In logistic regression, we use different thresholds to optimize the performance of the model based on the specific objectives and the nature of the problem.
- The default threshold for logistic regression is 0.5, meaning that if the predicted probability of the positive class (e.g., flood) is greater than or equal to 0.5, the model will classify it as positive, otherwise negative.
- However, this default threshold might not always be the most suitable, especially in certain situations like imbalanced datasets or when different evaluation metrics are more important.

In [None]:
threshold = 0.6
y_train_binary = (y_train >= threshold).astype(int)

# Convert continuous target y_train into binary (0 or 1) based on the FloodProbability threshold.

In [None]:
# Initialize and train the model
model = LogisticRegression(max_iter=1000)
model.fit(X_train, y_train_binary)

In [None]:
# Predict probabilities on test data
y_test_pred_prob = model.predict_proba(X_test)[:,1]

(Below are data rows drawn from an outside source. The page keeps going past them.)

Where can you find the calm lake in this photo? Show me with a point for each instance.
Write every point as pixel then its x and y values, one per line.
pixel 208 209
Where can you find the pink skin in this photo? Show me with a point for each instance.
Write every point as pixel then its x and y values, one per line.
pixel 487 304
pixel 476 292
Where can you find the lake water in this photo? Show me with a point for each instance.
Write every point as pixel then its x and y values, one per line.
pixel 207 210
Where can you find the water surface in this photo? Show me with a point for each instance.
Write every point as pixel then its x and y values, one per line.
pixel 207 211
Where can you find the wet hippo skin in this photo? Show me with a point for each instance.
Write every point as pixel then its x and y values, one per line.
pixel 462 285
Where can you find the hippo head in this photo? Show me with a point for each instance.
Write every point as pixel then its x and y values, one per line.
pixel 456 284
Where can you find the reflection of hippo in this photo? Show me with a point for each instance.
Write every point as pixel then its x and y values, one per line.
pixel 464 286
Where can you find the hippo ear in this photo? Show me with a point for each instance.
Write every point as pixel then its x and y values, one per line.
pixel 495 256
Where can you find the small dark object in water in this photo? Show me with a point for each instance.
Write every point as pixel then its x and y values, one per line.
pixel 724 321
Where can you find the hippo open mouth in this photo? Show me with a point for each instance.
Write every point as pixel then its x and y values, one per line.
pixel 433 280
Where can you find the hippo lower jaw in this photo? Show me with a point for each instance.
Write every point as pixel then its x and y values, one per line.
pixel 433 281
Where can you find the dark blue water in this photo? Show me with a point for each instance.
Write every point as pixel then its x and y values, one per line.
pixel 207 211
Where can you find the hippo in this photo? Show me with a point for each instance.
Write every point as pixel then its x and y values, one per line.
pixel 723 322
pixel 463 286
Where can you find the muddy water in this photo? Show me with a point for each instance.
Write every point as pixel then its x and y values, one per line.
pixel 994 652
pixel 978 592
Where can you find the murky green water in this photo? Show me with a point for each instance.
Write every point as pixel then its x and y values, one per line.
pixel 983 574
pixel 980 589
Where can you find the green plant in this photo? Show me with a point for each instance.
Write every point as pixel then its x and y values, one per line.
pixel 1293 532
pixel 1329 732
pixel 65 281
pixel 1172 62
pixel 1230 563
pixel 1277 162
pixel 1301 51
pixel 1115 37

# Classify based on the same threshold
y_test_pred = (y_test_pred_prob >= threshold).astype(int)

In [None]:
from sklearn.metrics import accuracy_score, confusion_matrix, roc_auc_score

# Predict on the training set
y_train_pred = model.predict(X_train)

# Accuracy on the training set
accuracy = accuracy_score(y_train_binary, y_train_pred)
print(f"Training Accuracy: {accuracy:.4f}")

# Confusion matrix
cm = confusion_matrix(y_train_binary, y_train_pred)
print("Confusion Matrix:")
print(cm)

# ROC-AUC score
roc_auc = roc_auc_score(y_train_binary, model.predict_proba(X_train)[:,1])
print(f"ROC-AUC Score: {roc_auc:.4f}")

In [None]:
# Plot confusion matrix
plt.figure(figsize=(6,5))
sns.heatmap(cm, annot=True, fmt="d", cmap="Reds", cbar=False)
plt.title('Confusion Matrix - Training Data')
plt.ylabel('Actual')
plt.xlabel('Predicted')
plt.show()

In [None]:
from sklearn.metrics import roc_curve

# ROC Curve
fpr, tpr, _ = roc_curve(y_train_binary, model.predict_proba(X_train)[:,1])

plt.figure(figsize=(8,6))
plt.plot(fpr, tpr, label=f'ROC Curve (AUC = {roc_auc:.2f})')
plt.plot([0, 1], [0, 1], 'k--', label='Random Guess')  # Diagonal line
plt.xlabel('False Positive Rate')
plt.ylabel('True Positive Rate')
plt.title('ROC Curve - Training Data')
plt.legend(loc='lower right')
plt.show()

# Comparison of Model Performance


## 1. Training Accuracy:
- ##### Old Accuracy: 0.8483

- ##### New Accuracy: 0.9885

The accuracy has increased dramatically from 84.83% to 98.85%. This suggests that the new model is making fewer overall errors on the training set.

## 2. Confusion Matrix:
- ##### Old Confusion Matrix:

True Negatives (TN): 435,333

False Positives (FP): 72,745

False Negatives (FN): 96,864

True Positives (TP): 513,015


- ##### New Confusion Matrix:

True Negatives (TN): 1,075,239

False Positives (FP): 3,643

False Negatives (FN): 9,239

True Positives (TP): 29,836

#### Improvements:

True Negatives (TN) have increased significantly, which means the model is much better at correctly identifying non-flood cases.
False Positives (FP) have drastically decreased from 72,745 to 3,643, which means the model is making far fewer incorrect flood predictions.
False Negatives (FN) have decreased from 96,864 to 9,239, showing that the model is better at identifying actual flood events.

## 3. ROC-AUC Score:
- ##### Old ROC-AUC: 0.9258
- ##### New ROC-AUC: 0.9801
The ROC-AUC score has improved from 0.9258 to 0.9801, indicating a significant increase in the model's ability to distinguish between the flood and non-flood cases across all threshold values.